Shedding light on shadows: Unveiling the impact of low light on tomato disease susceptibility and defense mechanisms

The global challenge of plant disease outbreaks under low light intensities leads to significant crop yield losses, with the mechanisms of low light's impact on plant defense poorly understood. Research has identified high light conditions as enhancing plant defense through reactive oxygen species (ROS) bursts, yet the role of ROS under low light remains ambiguous, showing both potential damage and unclear effects on disease resistance.

This gap in understanding, especially in critical crops like tomatoes susceptible to diseases in low light, highlights the urgent need for research into the molecular mechanisms of plant defense responses in varying light conditions.

In August 2023, Horticulture Research published research on this topic titled "Transcriptomic and genetic approaches reveal that low-light-induced disease susceptibility is related to cellular oxidative stress in tomato."

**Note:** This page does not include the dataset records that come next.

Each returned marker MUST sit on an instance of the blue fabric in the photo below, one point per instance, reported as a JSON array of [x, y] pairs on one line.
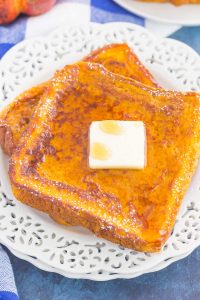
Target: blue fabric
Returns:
[[8, 296]]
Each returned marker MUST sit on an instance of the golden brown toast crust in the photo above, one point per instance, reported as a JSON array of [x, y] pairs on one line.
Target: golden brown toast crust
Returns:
[[15, 117], [137, 209], [117, 58]]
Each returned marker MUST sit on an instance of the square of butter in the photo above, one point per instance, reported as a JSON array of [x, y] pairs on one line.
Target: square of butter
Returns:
[[117, 145]]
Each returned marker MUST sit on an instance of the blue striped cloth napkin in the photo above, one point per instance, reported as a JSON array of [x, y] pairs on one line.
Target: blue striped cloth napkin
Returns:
[[71, 11]]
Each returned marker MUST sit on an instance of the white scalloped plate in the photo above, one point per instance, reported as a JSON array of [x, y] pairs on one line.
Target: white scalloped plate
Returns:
[[97, 276], [72, 250], [186, 15]]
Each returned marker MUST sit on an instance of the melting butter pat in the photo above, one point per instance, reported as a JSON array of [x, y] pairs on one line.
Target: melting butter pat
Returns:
[[117, 145]]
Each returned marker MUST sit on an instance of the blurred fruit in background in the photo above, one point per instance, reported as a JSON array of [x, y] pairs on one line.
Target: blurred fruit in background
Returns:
[[10, 9]]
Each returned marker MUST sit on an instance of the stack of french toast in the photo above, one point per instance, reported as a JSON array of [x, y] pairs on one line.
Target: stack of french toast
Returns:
[[45, 133]]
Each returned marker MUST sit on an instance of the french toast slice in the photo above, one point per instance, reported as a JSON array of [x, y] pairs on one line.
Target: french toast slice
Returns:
[[118, 58], [135, 208]]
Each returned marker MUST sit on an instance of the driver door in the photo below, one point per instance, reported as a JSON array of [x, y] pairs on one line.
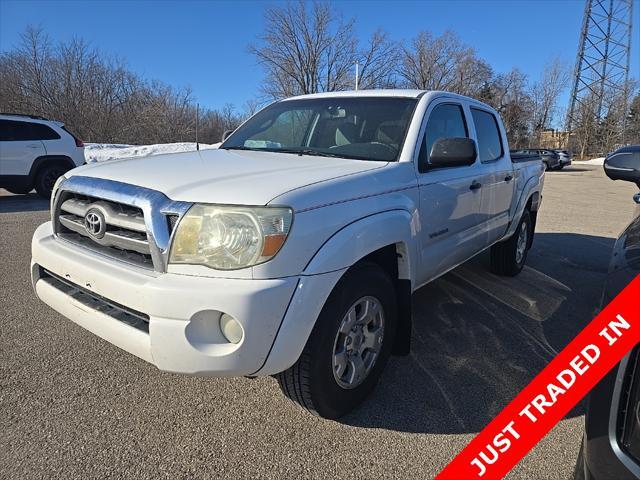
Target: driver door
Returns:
[[449, 199]]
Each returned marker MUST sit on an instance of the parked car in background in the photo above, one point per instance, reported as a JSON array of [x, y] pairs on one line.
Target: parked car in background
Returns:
[[35, 152], [550, 158], [293, 249], [565, 158], [611, 444]]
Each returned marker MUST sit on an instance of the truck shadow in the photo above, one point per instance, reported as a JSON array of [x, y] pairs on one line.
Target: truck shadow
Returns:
[[31, 202], [478, 339]]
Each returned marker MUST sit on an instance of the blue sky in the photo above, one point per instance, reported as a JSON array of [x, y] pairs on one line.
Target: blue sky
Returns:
[[203, 44]]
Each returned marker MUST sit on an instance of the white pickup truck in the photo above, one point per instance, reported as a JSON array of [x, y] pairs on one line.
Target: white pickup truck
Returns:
[[293, 249]]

Utilizing RNA-seq analysis, this study explored the susceptibility of tomato plants to Pseudomonas syringae pv. tomato DC3000 (Pst DC3000) under varying light intensities, focusing on the oxidation-reduction process and its effects on reactive oxygen species (ROS) accumulation and protein oxidation. The research revealed that under low light, tomato plants exhibited increased disease severity and bacterial populations due to exacerbated ROS accumulation and protein oxidation, compared to normal light conditions.

Further gene expression and enzyme activity analyses showed that the defense responses, particularly involving ascorbate peroxidase 2 (APX2) and other antioxidant enzymes, were significantly induced under normal light but remained unresponsive under low light. This was alongside a decreased ascorbate to dehydroascorbate (AsA/DHA) ratio under low light, indicating impaired cellular redox homeostasis.

The study also highlighted that the antioxidant system's effectiveness is compromised under low light, with significant downregulation of genes related to antioxidant enzymes following Pst DC3000 inoculation. This was corroborated by quantification of enzyme activities and AsA/DHA ratios, which further confirmed the oxidative stress aggravation under low light. Notably, APX2 mutants, created using CRISPR-Cas9 gene editing, showed heightened susceptibility to Pst DC3000 under low light, a condition that was mitigated by exogenous AsA treatment, underscoring the critical role of APX2 in plant defense, particularly under stress conditions of low light.

In conclusion, this study combining RNA-seq with enzymatic activity assessments and genetic manipulation via CRISPR-Cas9 elucidates the intricate relationship among light intensity, oxidative stress, and plant defense mechanisms. It underscores the importance of maintaining cellular redox homeostasis for plant resistance, particularly under low light conditions, offering insights into potential crop protection strategies against pathogen-induced oxidative stress.